In [14]:
from transformers import AutoTokenizer
from transformers import DistilBertForTokenClassification
import torch
from labels import id2label

In [15]:
tokenizer = AutoTokenizer.from_pretrained("seelennebel/AM_tokenizer")    
model = DistilBertForTokenClassification.from_pretrained("seelennebel/AM")

In [16]:
def output_AM(text):
    inputs = tokenizer(text, return_tensors="pt", truncation=True, padding=True, max_length=512)
    outputs = model(**inputs)

    probabilities = torch.nn.functional.softmax(outputs.logits, dim=-1)
    predicted_labels = torch.argmax(probabilities, dim=-1)
    predicted_classes = []
    for value in predicted_labels[0]:
        predicted_classes.append(id2label[int(value)])

    decoded_tokens = []
    decoded_text = ""
    for i, input_id in enumerate(inputs["input_ids"][0]):
        if predicted_labels[0][i] != 0:
            decoded_tokens.append(id2label[int(predicted_labels[0][i])])
        else:
            decoded_tokens.append(tokenizer.decode(input_id))

    truncated_decoded_tokens = []

    for token in decoded_tokens:
        if token == "[CLS]" or token == "[SEP]":
            continue
        if token[:2] == "I-" and token in id2label.values():
            continue 
        else:
            truncated_decoded_tokens.append(token)

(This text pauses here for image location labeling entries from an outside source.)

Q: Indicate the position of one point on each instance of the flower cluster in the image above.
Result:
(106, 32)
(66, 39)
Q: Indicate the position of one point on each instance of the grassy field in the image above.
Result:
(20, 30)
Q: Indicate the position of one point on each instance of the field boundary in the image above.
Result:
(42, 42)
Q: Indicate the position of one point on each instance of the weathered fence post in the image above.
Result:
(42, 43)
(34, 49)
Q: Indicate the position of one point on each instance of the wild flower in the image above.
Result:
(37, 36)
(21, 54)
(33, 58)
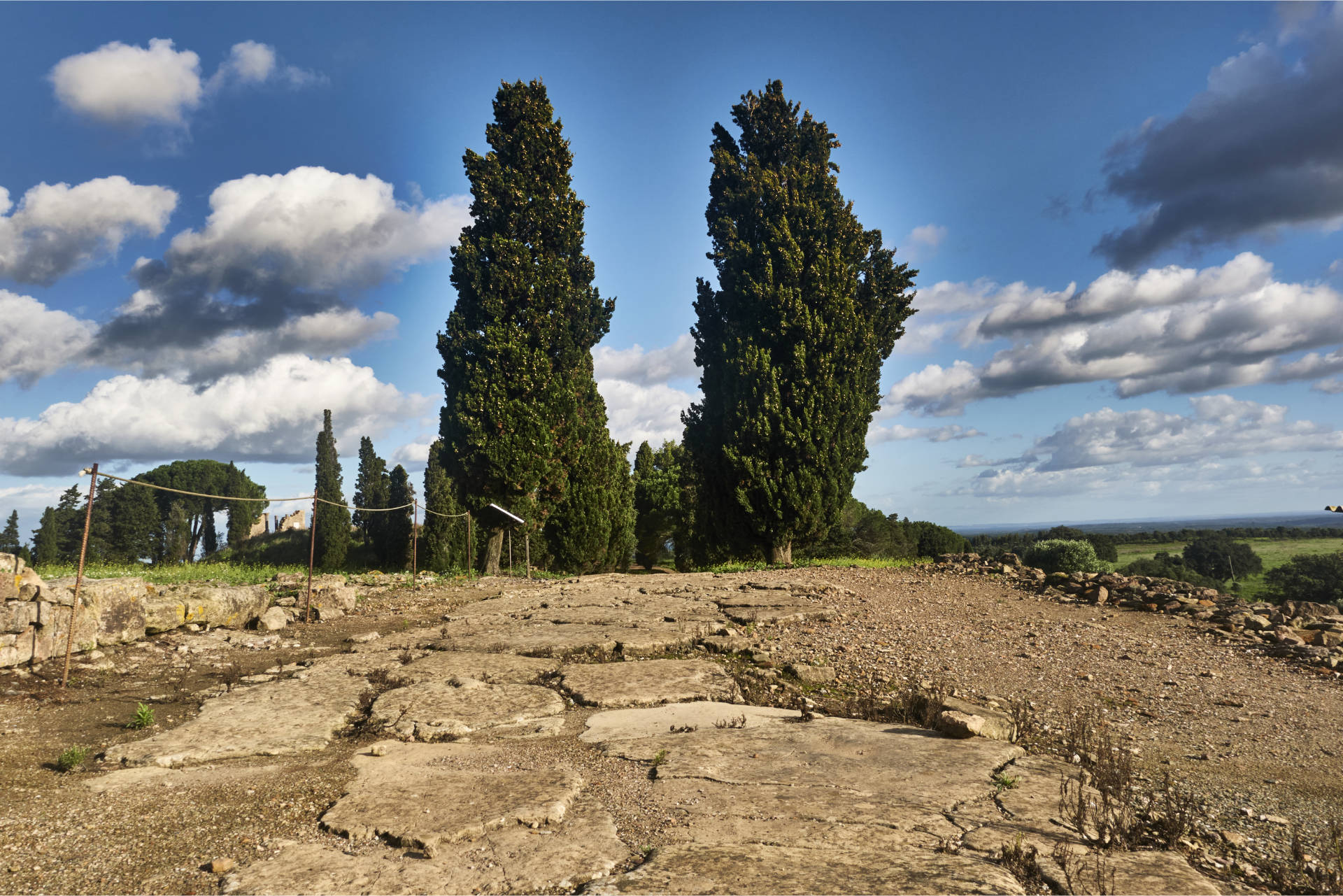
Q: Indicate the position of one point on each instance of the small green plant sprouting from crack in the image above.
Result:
(71, 758)
(144, 718)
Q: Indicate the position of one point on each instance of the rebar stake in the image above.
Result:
(84, 550)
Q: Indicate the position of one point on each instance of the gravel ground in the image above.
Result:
(1255, 737)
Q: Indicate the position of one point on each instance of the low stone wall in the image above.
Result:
(35, 614)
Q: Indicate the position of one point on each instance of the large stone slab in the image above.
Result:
(495, 668)
(1032, 806)
(285, 716)
(413, 795)
(648, 683)
(509, 860)
(904, 763)
(141, 777)
(639, 725)
(876, 865)
(455, 709)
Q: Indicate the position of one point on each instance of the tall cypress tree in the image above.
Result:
(70, 523)
(332, 536)
(242, 515)
(394, 548)
(10, 538)
(518, 346)
(443, 538)
(791, 341)
(208, 535)
(371, 487)
(46, 539)
(583, 532)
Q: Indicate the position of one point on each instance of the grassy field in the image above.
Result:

    decoded_text = tokenizer.convert_tokens_to_string(truncated_decoded_tokens)

    print(decoded_text)

In [17]:
print(id2label)

{0: 'O', 1: 'B-CITY', 2: 'I-CITY', 3: 'B-SOCIALNUM', 4: 'I-SOCIALNUM', 5: 'B-CREDITCARDNUMBER', 6: 'I-CREDITCARDNUMBER', 7: 'B-EMAIL', 8: 'I-EMAIL', 9: 'B-IDCARDNUM', 10: 'I-IDCARDNUM', 11: 'B-GIVENNAME', 12: 'I-GIVENNAME', 13: 'B-BUILDINGNUM', 14: 'B-PASSWORD', 15: 'I-PASSWORD', 16: 'B-USERNAME', 17: 'I-USERNAME', 18: 'B-TAXNUM', 19: 'I-TAXNUM', 20: 'B-SURNAME', 21: 'I-SURNAME', 22: 'B-STREET', 23: 'I-STREET', 24: 'B-ZIPCODE', 25: 'I-ZIPCODE', 26: 'B-DATEOFBIRTH', 27: 'I-DATEOFBIRTH', 28: 'B-TELEPHONENUM', 29: 'I-TELEPHONENUM', 30: 'B-ACCOUNTNUM', 31: 'I-ACCOUNTNUM', 32: 'B-DRIVERLICENSENUM', 33: 'I-DRIVERLICENSENUM', 34: 'I-BUILDINGNUM'}


### Demonstration

In [18]:
text = """
Hello,
My name is Andrii Amitan. My student ID: GH1024543.
I am from Ukraine. I am 20 years old.
My address is Reiherweg, 4a,
Potsdam 14469.
"""
output_AM(text)

Hello, My name is B-GIVENNAME B-SURNAME. My student ID : B-IDCARDNUM. I am from B-CITY. I am 20 years old. My address is B-CITY, B-BUILDINGNUM, B-CITY.


In [19]:
text = """
Hello,

My name is Andrii Amitan. I would like to know if you received a payment from this credit card number:
6491736501947563
"""
output_AM(text)

Hello, My name is B-GIVENNAME B-SURNAME. I would like to know if you received a payment from this credit card number : B-CREDITCARDNUMBER


In [20]:
text = """
Hello,

I would like to know where to send my documents.
Is your email: SECRETemail@gmail.com?
"""
output_AM(text)

Hello, I would like to know where to send my documents. Is your email : B-EMAIL?